HEIMO ZOBERNIG &
DIE GEMÄLDE / PAINTINGS
Opening: June 22nd, 2016, 6pm
Vilniaus g. 39
HEIMO ZOBERNIG & JULIA HALLER
DIE GEMÄLDE / PAINTINGS
Curator Amer Abbas
......Reinhold: This so-called mind is always not the thing itself.
From The painting (1798) by August Wilhelm Schlegel
......Not "seeing is believing" you ninny, but "believing is seeing," for Modern Art has become completely literary: the paintings and other works exist only to illustrate the text.
From The Painted Word (1975) by Tom Wolfe
Heimo Zobernig and Julia Haller represent different generations of artists; however, both of them share a particular trait of painting, which is inexhaustible aesthetic automatism, used to fathom and to abstract themselves.
In Heimo Zobernig’s artworks the abstraction is based on the use of proven and long immunized idioms of the abstract color and its monochrome sovereignty, edges and mono surface. The image as "painting" exists primarily for itself. There is no sound, no narration and much less "emotional” outburst. The abstraction is the permanent experiment of aesthetics.

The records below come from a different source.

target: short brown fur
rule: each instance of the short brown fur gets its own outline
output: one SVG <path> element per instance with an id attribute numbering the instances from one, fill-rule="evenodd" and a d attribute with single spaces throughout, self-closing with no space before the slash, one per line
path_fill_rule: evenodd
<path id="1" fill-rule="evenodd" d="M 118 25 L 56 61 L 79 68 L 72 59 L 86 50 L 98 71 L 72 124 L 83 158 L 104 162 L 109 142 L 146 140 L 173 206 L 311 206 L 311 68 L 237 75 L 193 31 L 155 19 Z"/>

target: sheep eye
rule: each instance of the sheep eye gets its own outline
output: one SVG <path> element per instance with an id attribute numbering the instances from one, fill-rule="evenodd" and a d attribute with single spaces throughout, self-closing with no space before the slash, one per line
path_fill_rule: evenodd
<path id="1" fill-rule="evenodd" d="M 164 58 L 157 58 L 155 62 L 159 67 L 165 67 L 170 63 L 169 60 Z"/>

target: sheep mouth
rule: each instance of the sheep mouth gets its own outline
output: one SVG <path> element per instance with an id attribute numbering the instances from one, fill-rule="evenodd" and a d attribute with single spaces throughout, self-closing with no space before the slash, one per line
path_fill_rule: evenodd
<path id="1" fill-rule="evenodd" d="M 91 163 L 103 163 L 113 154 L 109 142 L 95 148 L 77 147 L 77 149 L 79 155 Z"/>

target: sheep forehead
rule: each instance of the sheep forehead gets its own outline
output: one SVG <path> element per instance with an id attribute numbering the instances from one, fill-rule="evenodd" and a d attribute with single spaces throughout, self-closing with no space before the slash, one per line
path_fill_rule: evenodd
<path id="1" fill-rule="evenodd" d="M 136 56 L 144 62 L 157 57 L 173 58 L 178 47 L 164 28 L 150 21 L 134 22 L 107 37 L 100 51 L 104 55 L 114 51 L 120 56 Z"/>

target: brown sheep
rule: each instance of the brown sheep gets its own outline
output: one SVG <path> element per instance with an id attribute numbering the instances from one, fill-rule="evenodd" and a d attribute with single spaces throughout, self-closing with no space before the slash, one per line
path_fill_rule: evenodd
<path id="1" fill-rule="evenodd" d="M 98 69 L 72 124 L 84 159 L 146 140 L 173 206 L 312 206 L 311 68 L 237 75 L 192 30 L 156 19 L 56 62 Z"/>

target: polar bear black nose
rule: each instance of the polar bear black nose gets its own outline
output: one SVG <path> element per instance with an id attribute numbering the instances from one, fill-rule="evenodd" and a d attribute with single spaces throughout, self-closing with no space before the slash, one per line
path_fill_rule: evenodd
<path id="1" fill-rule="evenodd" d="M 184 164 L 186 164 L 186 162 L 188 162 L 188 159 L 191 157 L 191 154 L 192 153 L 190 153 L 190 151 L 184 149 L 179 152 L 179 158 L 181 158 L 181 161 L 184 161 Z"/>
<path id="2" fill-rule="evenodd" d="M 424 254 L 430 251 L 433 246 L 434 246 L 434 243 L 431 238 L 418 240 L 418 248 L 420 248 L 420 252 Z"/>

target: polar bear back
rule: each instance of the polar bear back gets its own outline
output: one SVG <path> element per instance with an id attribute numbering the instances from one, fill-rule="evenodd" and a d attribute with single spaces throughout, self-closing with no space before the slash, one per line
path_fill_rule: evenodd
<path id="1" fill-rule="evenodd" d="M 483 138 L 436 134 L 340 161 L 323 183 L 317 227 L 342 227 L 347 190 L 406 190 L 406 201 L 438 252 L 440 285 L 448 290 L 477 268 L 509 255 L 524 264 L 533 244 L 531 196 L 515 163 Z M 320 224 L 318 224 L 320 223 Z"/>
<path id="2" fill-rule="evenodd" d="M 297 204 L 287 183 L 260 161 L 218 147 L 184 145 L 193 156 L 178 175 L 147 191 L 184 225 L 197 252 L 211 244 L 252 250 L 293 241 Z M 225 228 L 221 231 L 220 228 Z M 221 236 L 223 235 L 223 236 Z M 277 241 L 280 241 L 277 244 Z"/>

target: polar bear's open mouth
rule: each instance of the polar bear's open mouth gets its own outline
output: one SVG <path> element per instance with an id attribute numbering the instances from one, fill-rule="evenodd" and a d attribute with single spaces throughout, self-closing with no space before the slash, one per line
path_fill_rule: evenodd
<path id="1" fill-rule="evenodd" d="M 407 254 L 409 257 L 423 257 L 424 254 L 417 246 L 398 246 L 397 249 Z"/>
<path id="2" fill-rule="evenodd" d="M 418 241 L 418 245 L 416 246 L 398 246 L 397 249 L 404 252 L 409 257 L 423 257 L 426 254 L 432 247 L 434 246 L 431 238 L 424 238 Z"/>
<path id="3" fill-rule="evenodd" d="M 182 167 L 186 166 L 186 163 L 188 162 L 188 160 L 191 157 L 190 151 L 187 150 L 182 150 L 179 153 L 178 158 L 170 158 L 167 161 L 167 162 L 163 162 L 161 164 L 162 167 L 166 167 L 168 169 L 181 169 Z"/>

The work of the Vienna-based artist Heimo Zobernig is a mixture of conceptual rigor, topically relevant artistic questions and optimism on its own. It consists of various revisions of minimal and conceptual art that attempts to examine the materials and concept of authorship as well as how the size of his objects, sculptures, rooms, paintings, catalogs and videos withdraw reception. "My artistic decisions based on research, their evaluation could certainly be described as humorous," claims the artist.
In the discussion with Heimo Zobernig about painting and its aftermath we noted that the artists of our days are talking about painting in personalized manner which occurs in the use of concepts and theories. In particular, it occurs in conversations between artists and curators. On the one hand, as a part of the artistic issue and on the other hand, as a new approach to the curatorial issue... the concept of rethinking by talking. Maybe it is a new trend that could be considered as an upgrade to the term Contemporary.
The paintings of Julia Haller (former student of Heimo Zobernig) take up hardly representative field of art history. Rather, they try to convey points of curvature, the stale spot of epoxide paint and naive image, helping to perceive the signs of identification. Color is not everything. Much happens outside the act of painting. The other visual process it operates with is "thought"... It distinguishes a reverse path of complex abstraction form. There arise thoughts about what is actually "missing" or what is "adopted". In the paintings of Julia Haller, the pleasure lies in thinking and talking about the image that is supposedly painted. In her artworks, the scenic is made or approved process.
“In 2015 Julia Haller produced a new series of graphic works [at Secession in Vienna] on mineral composite boards, whose surfaces she treats by milling, applying pigments, and other techniques. The artist’s interest in creating a situation in which works of art can be perceived both as self-sufficient and as mutually complementary—in which the display is more than the sum of its parts—is accommodated by the presentation of her works in different rooms at the Secession. Subtle interventions further manipulate the visitor’s perception of the rooms in which the works are on view.” – Jeanette Pacher.
In the works of both artists we are facing this cutting complexity of the painting, the absolute trust in the emancipated image. The painting is alive and it is a part of our culture and in particular – its permanent abstraction.
Heimo Zobernig, born in Mauthen, Carinthia, Austria in 1958, lives and works in Vienna. Zobernig has had numerous solo exhibitions in venues like La Biennale di Venezia, Venice (2015); Friedrich Petzel Gallery, New York (2014); Museo Nacional Centro de Arte Reina Sofía, Madrid (2012); the Centre Pompidou in Paris; CAPC musée d’art contemporain de Bordeaux (2009) and Tate St. Ives (2008). In 2010 Zobernig received the Austrian Frederick and Lillian Kiesler Prize for Architecture and Art in Vienna and in 2016 the Roswitha Haftmann-Preis, Zürich.
Julia Haller, born in 1978 in Frankfurt / Main, lives and works in Berlin and Vienna. The artists has presented her works at a number of galleries and museums such as Neues Museum, Nuremberg (2015); Secession, Vienna (2015); Belvedere Palace Museum, Vienna (2015); Diana Lambert, Vienna (2014); Freies Museum, Berlin (2011). In 2015 Haller received the Kardinal-König-Kunstpreis and was nominated for the Faber-Castell International Drawing Award 2015.